Warmherzig wie er immer war, teilte er eine schöne Weisheit mit ihr, die sie zu einem ehrlichen, tiefgreifenden Lächeln brachte. Ein Lächeln, das man bei Alys nur selten zu sehen bekam. Sie war oft ein ernster, versteifter Mensch, der sich allzu gerne in seine Aufgaben eingrub. "Das ist eine schöne Sichtweise... und irgendwie auch eine Warnung." Alys hatte manchmal ein Talent dafür, mit irgendwelchen Prokastinationen eine aufkommende Stimmung kaputt zu machen. Sie tat das nicht mit Absicht, aber aus einer tiefen Überzeugung.

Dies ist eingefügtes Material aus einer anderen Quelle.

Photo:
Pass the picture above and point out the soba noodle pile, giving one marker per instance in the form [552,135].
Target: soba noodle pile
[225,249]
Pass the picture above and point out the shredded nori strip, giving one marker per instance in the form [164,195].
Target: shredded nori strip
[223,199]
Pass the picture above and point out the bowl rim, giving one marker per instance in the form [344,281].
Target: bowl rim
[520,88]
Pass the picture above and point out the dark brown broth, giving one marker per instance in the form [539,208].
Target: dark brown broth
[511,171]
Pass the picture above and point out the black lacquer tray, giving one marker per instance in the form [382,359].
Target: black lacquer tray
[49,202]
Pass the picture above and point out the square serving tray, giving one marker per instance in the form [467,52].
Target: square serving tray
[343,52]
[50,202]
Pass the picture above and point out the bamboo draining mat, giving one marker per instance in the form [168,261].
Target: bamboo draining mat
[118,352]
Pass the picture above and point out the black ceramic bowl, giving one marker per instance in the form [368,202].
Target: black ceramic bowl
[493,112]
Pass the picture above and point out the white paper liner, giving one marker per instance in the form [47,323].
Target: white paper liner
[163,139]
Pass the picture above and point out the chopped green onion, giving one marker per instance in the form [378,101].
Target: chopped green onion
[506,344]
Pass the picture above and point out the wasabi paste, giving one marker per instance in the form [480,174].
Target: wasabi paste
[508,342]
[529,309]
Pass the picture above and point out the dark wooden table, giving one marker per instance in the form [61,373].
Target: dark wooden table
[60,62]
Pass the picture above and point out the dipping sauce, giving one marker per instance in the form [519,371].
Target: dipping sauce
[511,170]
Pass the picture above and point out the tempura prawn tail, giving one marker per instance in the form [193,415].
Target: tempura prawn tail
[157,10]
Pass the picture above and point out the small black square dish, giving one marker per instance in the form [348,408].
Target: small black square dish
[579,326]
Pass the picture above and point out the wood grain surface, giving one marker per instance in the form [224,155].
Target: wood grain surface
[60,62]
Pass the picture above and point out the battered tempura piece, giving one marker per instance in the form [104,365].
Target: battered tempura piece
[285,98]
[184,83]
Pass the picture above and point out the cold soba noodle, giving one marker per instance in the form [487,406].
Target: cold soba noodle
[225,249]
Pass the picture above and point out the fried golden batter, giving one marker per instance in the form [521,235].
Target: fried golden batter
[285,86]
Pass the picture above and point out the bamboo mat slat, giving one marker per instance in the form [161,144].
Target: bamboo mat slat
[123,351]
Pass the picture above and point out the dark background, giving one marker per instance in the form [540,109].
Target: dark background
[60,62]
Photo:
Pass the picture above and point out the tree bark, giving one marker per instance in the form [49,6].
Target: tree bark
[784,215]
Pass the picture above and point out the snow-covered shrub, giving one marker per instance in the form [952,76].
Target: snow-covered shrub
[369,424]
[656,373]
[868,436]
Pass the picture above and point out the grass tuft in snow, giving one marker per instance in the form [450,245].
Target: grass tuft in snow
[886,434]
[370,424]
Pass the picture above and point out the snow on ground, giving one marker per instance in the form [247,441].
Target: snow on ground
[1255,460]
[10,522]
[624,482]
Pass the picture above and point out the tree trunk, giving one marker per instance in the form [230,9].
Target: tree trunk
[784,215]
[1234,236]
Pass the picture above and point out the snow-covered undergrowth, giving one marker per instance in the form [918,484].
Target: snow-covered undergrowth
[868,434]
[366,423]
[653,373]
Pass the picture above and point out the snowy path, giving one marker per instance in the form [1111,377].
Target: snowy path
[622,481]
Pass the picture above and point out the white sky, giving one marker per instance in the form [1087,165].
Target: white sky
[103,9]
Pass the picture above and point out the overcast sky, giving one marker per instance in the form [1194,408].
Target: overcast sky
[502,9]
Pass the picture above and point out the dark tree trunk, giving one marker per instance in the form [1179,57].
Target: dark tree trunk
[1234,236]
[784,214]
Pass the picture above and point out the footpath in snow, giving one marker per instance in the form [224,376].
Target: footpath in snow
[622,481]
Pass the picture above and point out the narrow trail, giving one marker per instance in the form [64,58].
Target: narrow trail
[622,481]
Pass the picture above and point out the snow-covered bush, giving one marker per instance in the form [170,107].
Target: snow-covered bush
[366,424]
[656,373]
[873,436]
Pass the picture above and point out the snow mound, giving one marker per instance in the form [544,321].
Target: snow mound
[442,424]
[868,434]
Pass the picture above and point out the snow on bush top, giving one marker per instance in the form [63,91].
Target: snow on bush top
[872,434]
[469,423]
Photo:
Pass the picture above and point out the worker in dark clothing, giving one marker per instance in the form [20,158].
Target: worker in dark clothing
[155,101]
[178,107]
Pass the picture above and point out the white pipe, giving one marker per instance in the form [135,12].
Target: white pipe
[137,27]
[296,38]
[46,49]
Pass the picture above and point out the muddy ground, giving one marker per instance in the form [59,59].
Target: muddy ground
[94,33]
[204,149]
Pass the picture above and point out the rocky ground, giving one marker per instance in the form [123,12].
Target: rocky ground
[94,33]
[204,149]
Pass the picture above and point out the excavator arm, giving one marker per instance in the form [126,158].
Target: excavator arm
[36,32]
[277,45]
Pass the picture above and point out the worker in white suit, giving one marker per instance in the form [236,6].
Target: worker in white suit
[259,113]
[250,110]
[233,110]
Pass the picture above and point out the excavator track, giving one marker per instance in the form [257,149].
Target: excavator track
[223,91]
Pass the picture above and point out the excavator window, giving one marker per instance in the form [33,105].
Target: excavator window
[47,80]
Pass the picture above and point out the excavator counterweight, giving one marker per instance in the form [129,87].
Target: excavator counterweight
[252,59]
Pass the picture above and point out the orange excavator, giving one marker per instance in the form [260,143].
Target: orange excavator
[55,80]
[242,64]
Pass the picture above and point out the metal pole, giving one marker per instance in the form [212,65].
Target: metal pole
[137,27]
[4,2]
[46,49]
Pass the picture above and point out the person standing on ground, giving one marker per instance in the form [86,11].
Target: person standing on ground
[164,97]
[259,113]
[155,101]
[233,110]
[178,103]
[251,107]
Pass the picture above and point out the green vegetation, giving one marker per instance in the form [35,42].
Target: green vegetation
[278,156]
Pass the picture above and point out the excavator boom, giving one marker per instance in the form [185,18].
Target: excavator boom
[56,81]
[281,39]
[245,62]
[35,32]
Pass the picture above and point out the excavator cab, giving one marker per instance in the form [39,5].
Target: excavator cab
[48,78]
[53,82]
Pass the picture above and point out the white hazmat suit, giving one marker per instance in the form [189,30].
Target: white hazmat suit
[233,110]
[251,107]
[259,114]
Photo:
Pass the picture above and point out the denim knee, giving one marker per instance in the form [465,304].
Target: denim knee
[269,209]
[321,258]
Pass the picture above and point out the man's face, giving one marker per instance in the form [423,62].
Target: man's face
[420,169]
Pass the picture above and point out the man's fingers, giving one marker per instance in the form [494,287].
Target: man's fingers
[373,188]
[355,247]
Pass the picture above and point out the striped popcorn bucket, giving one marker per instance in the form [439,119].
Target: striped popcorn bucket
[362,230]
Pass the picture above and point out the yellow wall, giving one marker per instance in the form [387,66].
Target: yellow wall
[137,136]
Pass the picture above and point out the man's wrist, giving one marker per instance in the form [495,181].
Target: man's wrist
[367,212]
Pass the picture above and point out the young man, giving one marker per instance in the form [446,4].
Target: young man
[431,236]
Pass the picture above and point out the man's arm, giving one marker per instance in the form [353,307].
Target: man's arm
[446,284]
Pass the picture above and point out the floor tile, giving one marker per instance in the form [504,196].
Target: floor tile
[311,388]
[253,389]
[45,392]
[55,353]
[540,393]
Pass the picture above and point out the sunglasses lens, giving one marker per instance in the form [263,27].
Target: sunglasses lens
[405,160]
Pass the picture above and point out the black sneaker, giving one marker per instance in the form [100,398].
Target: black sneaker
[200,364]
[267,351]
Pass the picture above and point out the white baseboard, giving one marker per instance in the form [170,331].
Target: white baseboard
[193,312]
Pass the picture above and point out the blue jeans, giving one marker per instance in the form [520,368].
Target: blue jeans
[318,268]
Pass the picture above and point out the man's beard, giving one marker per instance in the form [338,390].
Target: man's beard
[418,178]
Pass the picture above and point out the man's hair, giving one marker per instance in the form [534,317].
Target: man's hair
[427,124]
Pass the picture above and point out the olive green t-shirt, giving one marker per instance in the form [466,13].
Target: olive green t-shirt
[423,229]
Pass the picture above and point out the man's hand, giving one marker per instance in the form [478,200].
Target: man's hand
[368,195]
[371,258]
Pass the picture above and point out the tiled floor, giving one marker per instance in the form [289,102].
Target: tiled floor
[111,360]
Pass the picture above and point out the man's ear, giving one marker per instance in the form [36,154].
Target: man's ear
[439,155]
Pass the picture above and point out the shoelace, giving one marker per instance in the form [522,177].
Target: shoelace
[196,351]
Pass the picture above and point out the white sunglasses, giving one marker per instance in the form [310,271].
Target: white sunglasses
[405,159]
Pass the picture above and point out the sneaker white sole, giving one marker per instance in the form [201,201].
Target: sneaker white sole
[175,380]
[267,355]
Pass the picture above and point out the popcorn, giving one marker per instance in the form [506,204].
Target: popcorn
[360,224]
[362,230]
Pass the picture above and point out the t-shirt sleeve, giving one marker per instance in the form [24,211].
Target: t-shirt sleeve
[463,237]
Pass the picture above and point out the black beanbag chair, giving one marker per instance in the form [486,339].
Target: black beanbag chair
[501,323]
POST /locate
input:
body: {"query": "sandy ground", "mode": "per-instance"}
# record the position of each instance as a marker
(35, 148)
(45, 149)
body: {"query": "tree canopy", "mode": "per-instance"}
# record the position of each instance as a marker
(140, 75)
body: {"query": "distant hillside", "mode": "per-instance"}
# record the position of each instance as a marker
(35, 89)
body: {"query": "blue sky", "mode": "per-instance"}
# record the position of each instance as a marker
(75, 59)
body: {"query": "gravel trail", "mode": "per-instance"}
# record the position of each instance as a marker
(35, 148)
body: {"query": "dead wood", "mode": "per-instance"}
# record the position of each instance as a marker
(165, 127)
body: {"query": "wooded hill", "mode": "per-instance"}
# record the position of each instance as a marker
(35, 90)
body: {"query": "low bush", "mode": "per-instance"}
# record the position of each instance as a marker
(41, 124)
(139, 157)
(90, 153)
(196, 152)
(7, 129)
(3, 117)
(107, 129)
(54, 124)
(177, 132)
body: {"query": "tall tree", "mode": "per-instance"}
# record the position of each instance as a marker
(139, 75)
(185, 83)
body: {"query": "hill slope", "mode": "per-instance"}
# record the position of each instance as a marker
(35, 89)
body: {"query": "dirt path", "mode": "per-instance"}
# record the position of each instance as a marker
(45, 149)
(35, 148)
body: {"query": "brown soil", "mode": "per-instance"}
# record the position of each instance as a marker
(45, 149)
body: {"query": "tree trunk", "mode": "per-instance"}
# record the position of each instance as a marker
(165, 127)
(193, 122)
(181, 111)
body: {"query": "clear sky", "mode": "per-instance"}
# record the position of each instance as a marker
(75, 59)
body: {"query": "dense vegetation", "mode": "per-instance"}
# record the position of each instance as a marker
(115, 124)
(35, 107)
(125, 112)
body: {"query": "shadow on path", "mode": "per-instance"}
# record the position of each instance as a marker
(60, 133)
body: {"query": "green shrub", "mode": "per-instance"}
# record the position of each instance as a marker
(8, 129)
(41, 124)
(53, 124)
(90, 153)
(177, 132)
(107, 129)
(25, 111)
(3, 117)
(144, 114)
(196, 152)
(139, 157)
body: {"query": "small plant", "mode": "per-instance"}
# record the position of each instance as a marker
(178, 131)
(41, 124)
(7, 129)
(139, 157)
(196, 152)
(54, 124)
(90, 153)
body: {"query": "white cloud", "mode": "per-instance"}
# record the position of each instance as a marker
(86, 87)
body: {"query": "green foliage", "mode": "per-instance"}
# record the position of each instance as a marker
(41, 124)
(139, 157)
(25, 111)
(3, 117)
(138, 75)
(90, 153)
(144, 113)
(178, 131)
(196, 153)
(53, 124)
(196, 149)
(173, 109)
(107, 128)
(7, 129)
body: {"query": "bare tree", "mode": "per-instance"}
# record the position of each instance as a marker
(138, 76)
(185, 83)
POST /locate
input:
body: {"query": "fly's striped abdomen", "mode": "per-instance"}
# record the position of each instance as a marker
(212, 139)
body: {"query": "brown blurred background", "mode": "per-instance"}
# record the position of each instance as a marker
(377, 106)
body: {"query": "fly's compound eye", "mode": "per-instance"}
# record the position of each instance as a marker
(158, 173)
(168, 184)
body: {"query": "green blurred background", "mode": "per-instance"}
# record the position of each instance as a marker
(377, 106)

Doch nun wollte sie erst einmal zuhören, was er zu berichten hatte. Oberstes Gebot einer Priesterin war es schließlich, für die Menschen da zu sein. Sie erfüllten keinen Selbstzweck, sondern standen ganz im Dienste der großen Mutter für die Menschen. Besorgt betrachtete sie ihn. Die Art, wie er über seine Geschwister sprach und sich am Tee verbrannte, stürzte Alys in große Sorge. Sie streckte eine Hand aus und legte sie warm und schwer auf seine. Sie konzentrierte sich, um all die Energie, Wärme und Lebenskraft, die sie durchströmte, auf Alen übergehen zu lassen. Als ein Geschenk der großen Mutter persönlich. Derweil ließ sie ihn weiter sprechen und seine Sorgen artikulieren. "Denkst Du, die großen Länder könnten sich in ihrem Zwist untereinander auch gegen Farynn wenden?" Sie selbst konnte dies überhaupt nicht einschätzen. Dass die dort lebenden Menschen Angst hatten, glaubte sie schon - nur wie real mochte diese Angst wirklich sein? "Deine Tochter?", fragte sie weiter, denn sie ahnte, dass er sich große Sorgen um sie machte. So wie sie sich auch um Gareth sorgte. Allein, dass die Sicherheit Màiris unklar war, warf einen Schatten über Alys' Gesicht. Sie konnte nur erahnen, wie er sich fühlte - doch sie wusste, dass sie selbst krank vor Sorge gewesen wäre.